Allegato al verbale di udienza in data 10.03.2016 Sentenza n. …………..……
Reg. Gen. n. 977/2014 ..…
Cronolog. n………..
REPUBBLICA ITALIANA IN NOME DEL POPOLO ITALIANO LA CORTE DI APPELLO DI L’ AQUILA
SEZIONE PER LE CONTROVERSIE DI LAVORO E PREVIDENZA
Composta dai Magistrati:
Dott.ssa RITA SANNITE Presidente Dott.ssa MARIA LUISA CIANGOLA Consigliere rel.

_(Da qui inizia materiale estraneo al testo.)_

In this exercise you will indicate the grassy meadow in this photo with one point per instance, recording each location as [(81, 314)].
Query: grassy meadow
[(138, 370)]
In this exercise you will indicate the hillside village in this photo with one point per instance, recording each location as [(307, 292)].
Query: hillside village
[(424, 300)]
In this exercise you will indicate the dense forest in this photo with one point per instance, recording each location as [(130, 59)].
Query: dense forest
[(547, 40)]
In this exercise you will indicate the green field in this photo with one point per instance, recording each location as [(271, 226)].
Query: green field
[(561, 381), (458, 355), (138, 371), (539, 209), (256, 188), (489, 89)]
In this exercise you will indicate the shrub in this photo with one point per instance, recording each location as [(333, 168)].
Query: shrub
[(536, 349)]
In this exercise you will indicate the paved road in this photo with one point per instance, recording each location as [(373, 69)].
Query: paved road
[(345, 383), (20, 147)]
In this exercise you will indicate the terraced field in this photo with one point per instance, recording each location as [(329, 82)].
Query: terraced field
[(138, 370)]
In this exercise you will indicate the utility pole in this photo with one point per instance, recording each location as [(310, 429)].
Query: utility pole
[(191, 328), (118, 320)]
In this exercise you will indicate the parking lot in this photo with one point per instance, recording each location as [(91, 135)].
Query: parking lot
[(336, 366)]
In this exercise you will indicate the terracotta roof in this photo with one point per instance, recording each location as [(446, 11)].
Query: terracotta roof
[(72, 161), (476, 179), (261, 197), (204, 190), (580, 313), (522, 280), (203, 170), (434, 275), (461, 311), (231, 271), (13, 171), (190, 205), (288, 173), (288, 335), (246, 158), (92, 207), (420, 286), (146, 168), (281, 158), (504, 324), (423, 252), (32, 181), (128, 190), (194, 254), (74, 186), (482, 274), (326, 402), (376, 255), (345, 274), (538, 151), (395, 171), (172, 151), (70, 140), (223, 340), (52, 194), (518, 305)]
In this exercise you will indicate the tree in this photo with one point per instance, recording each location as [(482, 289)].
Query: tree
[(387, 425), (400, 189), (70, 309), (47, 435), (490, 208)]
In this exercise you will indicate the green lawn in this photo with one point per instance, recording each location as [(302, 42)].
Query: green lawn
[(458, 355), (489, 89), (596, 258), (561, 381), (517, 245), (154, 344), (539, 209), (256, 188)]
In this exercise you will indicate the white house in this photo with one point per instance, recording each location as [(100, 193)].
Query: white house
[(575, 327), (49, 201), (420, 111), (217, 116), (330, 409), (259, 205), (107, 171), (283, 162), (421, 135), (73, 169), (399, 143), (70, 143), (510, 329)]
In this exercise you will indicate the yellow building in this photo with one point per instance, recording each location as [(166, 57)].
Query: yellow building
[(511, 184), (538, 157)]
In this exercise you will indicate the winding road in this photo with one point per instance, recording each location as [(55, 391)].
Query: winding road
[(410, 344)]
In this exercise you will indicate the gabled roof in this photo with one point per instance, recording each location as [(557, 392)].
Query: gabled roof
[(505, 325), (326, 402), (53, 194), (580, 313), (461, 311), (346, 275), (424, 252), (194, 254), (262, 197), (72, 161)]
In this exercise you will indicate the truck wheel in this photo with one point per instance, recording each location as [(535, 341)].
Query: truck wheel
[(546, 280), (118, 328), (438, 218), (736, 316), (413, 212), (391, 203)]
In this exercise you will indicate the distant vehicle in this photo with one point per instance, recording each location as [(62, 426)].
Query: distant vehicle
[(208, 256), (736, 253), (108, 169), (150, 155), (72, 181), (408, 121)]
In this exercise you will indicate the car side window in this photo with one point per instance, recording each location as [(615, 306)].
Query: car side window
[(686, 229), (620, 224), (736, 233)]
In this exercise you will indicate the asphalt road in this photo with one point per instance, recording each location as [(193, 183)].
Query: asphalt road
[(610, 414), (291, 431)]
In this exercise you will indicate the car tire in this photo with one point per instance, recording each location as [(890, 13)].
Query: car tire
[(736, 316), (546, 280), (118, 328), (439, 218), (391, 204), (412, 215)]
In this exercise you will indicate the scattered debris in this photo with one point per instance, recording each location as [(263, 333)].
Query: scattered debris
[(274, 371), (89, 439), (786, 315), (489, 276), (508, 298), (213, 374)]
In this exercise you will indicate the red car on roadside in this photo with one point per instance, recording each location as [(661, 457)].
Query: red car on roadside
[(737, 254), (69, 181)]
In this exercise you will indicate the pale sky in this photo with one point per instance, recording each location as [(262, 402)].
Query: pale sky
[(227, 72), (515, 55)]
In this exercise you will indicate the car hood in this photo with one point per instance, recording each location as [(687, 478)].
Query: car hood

Dott. CIRO MARSELLA Consigliere
All’ udienza del 10.03.2016, ha pronunciato la seguente
SENTENZA
Con motivazione contestuale ai sensi dell’ art. 281 sexies cpc
Nella causa in grado d’appello iscritta al n. 977/2014 ruolo generale, promossa da GIARDINI LUIGI e PALOMBO GIUSEPPE nei confronti della ASL di LANXIANP-
VASTO-CHIETI, dando lettura, all’esito della camera di consiglio, del dispositivo e della concisa esposizione delle ragioni di fatto e di diritto poste a fondamento della decisione
OGGETTO: Appello contro la sentenza n. 236 pronunciata dal Tribunale di Vasto in data 18.07.2014
CONCISA ESPOSIZIONE DELLE RAGIONI IN FATTO E DIRITTO.

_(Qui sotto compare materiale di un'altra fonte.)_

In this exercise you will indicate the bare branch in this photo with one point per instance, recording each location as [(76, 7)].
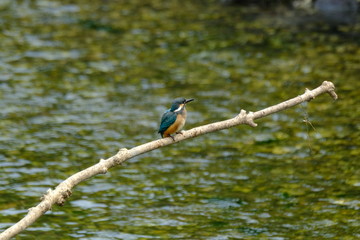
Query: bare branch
[(63, 190)]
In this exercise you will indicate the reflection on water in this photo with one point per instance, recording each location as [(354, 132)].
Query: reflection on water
[(80, 80)]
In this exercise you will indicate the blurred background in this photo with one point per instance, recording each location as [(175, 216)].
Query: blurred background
[(81, 79)]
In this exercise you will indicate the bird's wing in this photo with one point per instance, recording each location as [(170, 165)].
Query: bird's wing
[(167, 120)]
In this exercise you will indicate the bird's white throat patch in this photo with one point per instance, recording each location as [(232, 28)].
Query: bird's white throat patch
[(179, 108)]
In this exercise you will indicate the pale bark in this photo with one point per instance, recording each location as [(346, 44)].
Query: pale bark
[(63, 190)]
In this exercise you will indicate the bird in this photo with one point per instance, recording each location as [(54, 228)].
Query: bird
[(173, 120)]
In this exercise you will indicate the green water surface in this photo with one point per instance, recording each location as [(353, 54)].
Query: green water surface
[(81, 79)]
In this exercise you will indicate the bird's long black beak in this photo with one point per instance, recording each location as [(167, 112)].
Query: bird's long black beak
[(189, 100)]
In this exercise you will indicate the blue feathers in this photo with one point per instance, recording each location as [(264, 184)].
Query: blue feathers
[(167, 120)]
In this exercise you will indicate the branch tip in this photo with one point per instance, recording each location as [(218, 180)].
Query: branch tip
[(330, 89)]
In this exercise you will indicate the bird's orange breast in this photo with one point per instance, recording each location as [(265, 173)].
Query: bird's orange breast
[(177, 125)]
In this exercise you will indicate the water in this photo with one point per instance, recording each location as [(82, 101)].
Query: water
[(81, 80)]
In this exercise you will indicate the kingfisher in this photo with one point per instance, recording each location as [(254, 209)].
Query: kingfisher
[(173, 120)]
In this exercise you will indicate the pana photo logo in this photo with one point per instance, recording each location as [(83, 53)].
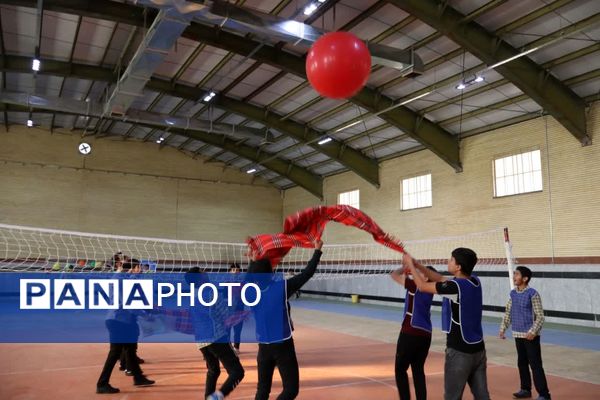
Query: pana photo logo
[(133, 294)]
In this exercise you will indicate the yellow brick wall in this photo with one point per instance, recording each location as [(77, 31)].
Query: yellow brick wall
[(45, 182), (568, 206)]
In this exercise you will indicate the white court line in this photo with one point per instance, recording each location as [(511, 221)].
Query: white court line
[(319, 387), (33, 371)]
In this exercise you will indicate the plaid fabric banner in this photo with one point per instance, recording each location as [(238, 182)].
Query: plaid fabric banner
[(306, 226)]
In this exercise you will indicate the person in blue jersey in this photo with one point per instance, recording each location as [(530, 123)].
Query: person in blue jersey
[(282, 354), (123, 336), (524, 310), (415, 336), (217, 352), (462, 311)]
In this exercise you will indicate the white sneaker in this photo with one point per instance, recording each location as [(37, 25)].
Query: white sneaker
[(216, 396)]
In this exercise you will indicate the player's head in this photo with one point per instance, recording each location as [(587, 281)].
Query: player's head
[(136, 266), (429, 267), (522, 276), (196, 276), (462, 260)]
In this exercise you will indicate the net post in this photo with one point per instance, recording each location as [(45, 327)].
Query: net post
[(510, 260)]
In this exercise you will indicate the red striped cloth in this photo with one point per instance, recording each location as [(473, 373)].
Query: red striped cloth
[(306, 226)]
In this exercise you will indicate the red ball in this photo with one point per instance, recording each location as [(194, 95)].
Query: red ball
[(338, 65)]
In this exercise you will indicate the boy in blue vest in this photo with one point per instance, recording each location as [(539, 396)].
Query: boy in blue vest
[(218, 352), (282, 354), (524, 310), (462, 310), (415, 337)]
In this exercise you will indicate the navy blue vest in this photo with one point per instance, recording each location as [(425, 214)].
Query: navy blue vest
[(470, 297), (421, 310), (273, 327)]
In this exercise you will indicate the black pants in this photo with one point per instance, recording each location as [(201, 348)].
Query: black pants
[(237, 335), (120, 332), (283, 356), (221, 352), (123, 361), (412, 351), (529, 354)]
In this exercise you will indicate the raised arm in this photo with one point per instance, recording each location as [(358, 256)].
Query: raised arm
[(399, 276), (422, 284), (433, 276), (297, 281)]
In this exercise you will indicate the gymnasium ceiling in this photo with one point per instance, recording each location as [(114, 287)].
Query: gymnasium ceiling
[(270, 120)]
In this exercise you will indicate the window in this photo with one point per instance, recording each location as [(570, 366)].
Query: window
[(351, 198), (416, 192), (519, 173)]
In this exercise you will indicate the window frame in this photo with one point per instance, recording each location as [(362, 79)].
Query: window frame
[(519, 152)]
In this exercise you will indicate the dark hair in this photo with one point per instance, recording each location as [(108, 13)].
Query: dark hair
[(260, 266), (525, 272), (466, 258)]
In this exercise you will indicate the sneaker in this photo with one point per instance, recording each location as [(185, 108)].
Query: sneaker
[(522, 394), (216, 396), (142, 381), (106, 389)]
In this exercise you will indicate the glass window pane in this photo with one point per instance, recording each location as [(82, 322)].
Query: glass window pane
[(536, 160), (499, 167)]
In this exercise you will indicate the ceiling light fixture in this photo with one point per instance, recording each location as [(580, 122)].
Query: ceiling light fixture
[(209, 96), (311, 8)]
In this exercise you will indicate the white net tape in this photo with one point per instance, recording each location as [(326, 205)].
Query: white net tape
[(34, 249)]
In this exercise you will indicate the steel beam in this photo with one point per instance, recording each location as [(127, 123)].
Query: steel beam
[(550, 93)]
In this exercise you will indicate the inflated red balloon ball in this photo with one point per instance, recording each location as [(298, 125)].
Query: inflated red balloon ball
[(338, 65)]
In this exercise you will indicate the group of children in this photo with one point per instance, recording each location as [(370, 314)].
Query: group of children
[(462, 310)]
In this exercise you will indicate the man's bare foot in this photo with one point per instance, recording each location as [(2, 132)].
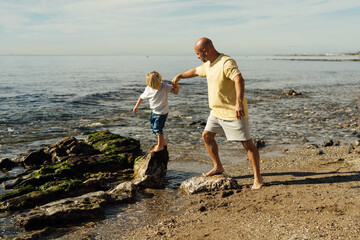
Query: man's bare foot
[(257, 184), (213, 172), (157, 148)]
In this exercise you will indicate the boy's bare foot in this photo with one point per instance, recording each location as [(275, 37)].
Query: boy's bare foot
[(257, 184), (157, 148), (213, 172)]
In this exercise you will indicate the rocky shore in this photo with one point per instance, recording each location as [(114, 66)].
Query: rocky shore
[(309, 194), (71, 182)]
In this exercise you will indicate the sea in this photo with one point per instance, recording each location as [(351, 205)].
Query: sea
[(46, 98)]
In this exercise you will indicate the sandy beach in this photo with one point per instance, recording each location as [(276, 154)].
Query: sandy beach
[(306, 195)]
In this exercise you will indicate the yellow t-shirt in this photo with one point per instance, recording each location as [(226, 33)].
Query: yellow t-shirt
[(220, 76)]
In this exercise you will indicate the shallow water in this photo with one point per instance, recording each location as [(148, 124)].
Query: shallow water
[(45, 98)]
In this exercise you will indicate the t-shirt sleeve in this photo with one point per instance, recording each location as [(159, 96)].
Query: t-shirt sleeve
[(200, 70), (168, 87), (145, 95), (231, 69)]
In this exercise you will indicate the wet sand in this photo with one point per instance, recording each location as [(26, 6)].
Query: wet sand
[(307, 195)]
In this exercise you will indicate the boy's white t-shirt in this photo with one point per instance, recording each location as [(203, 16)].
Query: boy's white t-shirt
[(157, 98)]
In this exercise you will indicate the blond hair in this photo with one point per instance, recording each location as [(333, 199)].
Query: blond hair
[(153, 79)]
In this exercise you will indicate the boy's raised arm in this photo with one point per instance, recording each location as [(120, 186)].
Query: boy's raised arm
[(137, 105), (187, 74), (175, 89)]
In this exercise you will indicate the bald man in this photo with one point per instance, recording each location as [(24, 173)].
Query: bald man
[(229, 113)]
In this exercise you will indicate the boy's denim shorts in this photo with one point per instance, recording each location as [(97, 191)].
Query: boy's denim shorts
[(157, 123)]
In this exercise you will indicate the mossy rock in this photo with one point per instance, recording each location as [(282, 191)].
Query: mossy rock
[(44, 194), (76, 174), (110, 143)]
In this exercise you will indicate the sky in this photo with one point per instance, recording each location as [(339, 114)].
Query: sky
[(171, 27)]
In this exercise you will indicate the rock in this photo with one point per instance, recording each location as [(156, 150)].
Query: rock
[(122, 193), (69, 146), (259, 143), (292, 93), (73, 176), (329, 144), (304, 140), (208, 184), (7, 164), (199, 123), (66, 211), (35, 159), (312, 146), (150, 170)]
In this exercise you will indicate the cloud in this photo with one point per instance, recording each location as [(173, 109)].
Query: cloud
[(154, 25)]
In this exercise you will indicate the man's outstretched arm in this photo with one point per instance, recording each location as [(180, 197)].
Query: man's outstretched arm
[(239, 89), (187, 74)]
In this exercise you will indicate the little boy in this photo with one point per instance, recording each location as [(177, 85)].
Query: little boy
[(157, 92)]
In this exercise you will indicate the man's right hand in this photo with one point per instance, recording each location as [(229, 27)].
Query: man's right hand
[(175, 80)]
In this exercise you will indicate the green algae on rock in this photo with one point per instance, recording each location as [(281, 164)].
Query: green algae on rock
[(107, 159)]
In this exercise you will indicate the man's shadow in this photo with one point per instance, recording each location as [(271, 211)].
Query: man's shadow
[(310, 178)]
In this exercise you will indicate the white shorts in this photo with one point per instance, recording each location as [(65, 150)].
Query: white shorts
[(234, 130)]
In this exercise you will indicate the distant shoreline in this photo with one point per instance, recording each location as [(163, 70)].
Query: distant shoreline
[(319, 55), (320, 60)]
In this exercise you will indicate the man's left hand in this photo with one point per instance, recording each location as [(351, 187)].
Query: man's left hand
[(239, 109)]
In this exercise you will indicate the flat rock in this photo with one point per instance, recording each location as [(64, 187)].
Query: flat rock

Giardini Luigi e Palombo Giuseppe hanno impugnato la sentenza indicata in epigrafe che ha respinto la loro domanda diretta – previo accertamento della illegittimità delle trattenute operate dalla ASL appellata, a titolo di IRAP, sui compensi percepiti per l’attività professionale svolta in regime di intramoenia – ad ottenere la condanna dell’Azienda appellata alla restituzione di quanto indebitamente detratto, in misura pari
(all’8,50 %) alle trattenute già effettuate a far data dall’11.05.2006, oltre interessi e rivalutazione fino al soddisfo.
In particolare, hanno censurato detta sentenza con un unico, ampio, motivo nella parte in cui, erroneamente interpretando il Regolamento ALPI e la disciplina in materia, ha ritenuto insussistenti i presupposti per poter individuare un inadempimento contrattuale dell’Azienda per il fatto che “i medici…..avrebbero potuto facilmente e correttamente adeguare la tariffa inserendo anche l’ulteriore percentuale richiesta in ragione della maggiorazione dei costi aziendali già quantificati nel 13,50” senza considerare che questa Corte di Appello aveva già stigmatizzato il comportamento dell’Azienda alla quale aveva ritenuto unicamente spettasse di adeguare la tariffa “quanto alla voce costi generali, nei quali, ex art.23 del contratto decentrato, vanno ricompresi anche gli oneri fiscali”.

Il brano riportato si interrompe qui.